The lessons of Hariri’s resignation should not be unlearned
Lebanese Prime Minister Saad Hariri’s suspension of his resignation, his office said, may soon become permanent. However, the undue haste with which all are moving risks leaving the fundamental issues that brought them to this apparent impasse unaddressed.
Hariri’s conciliatory stance materialised after Lebanese President Michel Aoun assured the prime minister that adequate measures would be taken to address his main grievance — the urgent need to return to a clear policy of dissociation from regional conflicts.
Lebanon’s practice of dissociation has been a central pillar of its foreign policy. It was the basis of the settlement brokered between Hariri and Aoun almost a year ago in which Aoun would be elected president and Hariri named prime minister, charged with leading a national unity government that included Hezbollah.
This supposedly unwavering commitment to dissociation evaporated. Increasingly, through Aoun’s actions and statements, echoed faithfully by his son-in-law, Foreign Minister Gebran Bassil, a policy direction was established that clearly favoured Iran’s aims over those of a relatively united Gulf Cooperation Council (GCC). It was this, as much as anything else, that led to Lebanon’s regional alienation and the theatrics in Riyadh of Hariri’s resignation.
Much ink has been spilt trying to analyse and understand the intricacies of Hariri’s decision to resign, a process that has seen the volume of speculation only matched by the morass of misinformation. Yet, what is certain is that, contrary to the line Hariri and his allies are peddling, the crisis is far from over. Mere lip service is unlikely to appease an edgy GCC determined to confront and check Iran’s expansionist plans.
Thus far, in return for Hariri’s quiescence, Hezbollah promised to withdraw its advisers from Iraq and its fighters from Syria once victory has been assured. No indication has been given as to the extent of that withdrawal. Neither has there been any reference to the group’s involvement in the conflict in Yemen or acknowledgement that Hezbollah’s deployment to these areas ran counter to Lebanon’s policy of dissociation. It’s hardly a dramatic break with past policy. Moreover, neither has there been any undertaking that Hezbollah won’t be deployed so again. None of this can be lost on Hariri.
It’s a fact that the Lebanese generally, and Hariri specifically, would prefer to ignore. Instead of tackling the elephant in the room, they are opting to paper over it, loudly proclaiming their alleged commitment to the concept of dissociation while maintaining the practices that led to their predicament.

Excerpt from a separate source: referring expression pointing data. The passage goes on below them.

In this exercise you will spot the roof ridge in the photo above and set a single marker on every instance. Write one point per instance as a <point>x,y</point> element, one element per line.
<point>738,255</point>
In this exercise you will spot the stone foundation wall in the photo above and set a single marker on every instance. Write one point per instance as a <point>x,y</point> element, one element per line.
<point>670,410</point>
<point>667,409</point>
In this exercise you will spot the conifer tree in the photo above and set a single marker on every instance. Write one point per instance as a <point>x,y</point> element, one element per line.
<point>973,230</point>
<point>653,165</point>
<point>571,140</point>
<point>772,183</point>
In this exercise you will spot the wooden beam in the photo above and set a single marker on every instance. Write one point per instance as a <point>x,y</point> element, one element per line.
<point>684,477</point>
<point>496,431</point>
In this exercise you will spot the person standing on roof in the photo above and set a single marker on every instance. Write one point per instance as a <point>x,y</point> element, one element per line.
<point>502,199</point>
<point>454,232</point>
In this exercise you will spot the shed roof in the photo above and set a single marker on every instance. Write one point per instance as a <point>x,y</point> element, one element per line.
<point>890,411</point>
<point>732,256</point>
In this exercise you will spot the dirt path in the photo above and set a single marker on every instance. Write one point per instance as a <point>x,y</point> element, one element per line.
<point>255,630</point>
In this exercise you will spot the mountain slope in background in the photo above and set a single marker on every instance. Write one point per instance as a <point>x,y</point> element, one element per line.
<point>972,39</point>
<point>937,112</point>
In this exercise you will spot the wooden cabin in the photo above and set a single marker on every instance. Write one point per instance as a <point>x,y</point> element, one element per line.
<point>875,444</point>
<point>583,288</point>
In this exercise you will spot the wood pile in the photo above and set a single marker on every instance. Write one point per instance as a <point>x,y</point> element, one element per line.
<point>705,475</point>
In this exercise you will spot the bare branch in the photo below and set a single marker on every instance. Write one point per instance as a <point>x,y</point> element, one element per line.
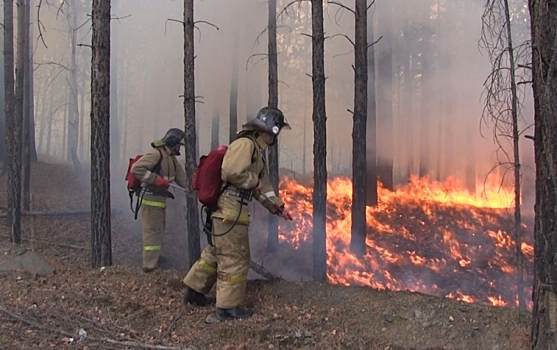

While Hariri might be intent on shielding Lebanon from the financial and political wrath of the Saudi-led coalition, Aoun’s bloc has yet to show remorse for its part in creating the crisis.
On the contrary, during a recent visit to Italy, Aoun felt it wise to antagonise his critics by declaring Hezbollah a strategic ally in the fight against terrorism both locally and abroad.
Even supposing we give Aoun’s intentions the benefit of the doubt, it’s a surprisingly reckless statement to come from such a veteran politician, one sure to embolden an armed militia deeply implicated in the anarchy engulfing the region.
The fact is that Aoun has never missed a chance to give legitimacy to Hezbollah and, by doing so, has lent credence to accusations hurled at Lebanon by its benefactors in the GCC. It’s not surprising that they and others are beginning to view Lebanon, including the political future of Hariri, as an unsalvageable mess.
Hariri has failed to produce a blueprint to extricate Lebanon from the crisis at hand. Rather than project the image of a statesman intent on preserving the international legacy of his father, he has chosen to deepen his unholy alliance with Aoun.
When examined closely, this has failed to do much to redeem Hariri’s faltering political career, one damaged by continual attacks on the prime minister, led not least by his current partners in government. Equally, Aoun has nullified provisions of the Taif Accord, which bestow on the prime minister constitutional powers equal to those of the president. However, rather than use those powers, Hariri ignored Aoun’s transgressions and shared in the spoils of state.
Hariri’s statement to a French newspaper that “Hezbollah does not use its weapons on Lebanese territory” is not only a colossal fallacy but ample proof that depending on him to steer Lebanon out of its political storm is costly and unwise.
A month after Hariri’s resignation announcement, little has substantially changed. What is certain from these recent weeks is that Hariri and his allies are so eager to return to “business as usual” that they have gambled recklessly with the economic safety net Lebanon’s wary allies had previously provided.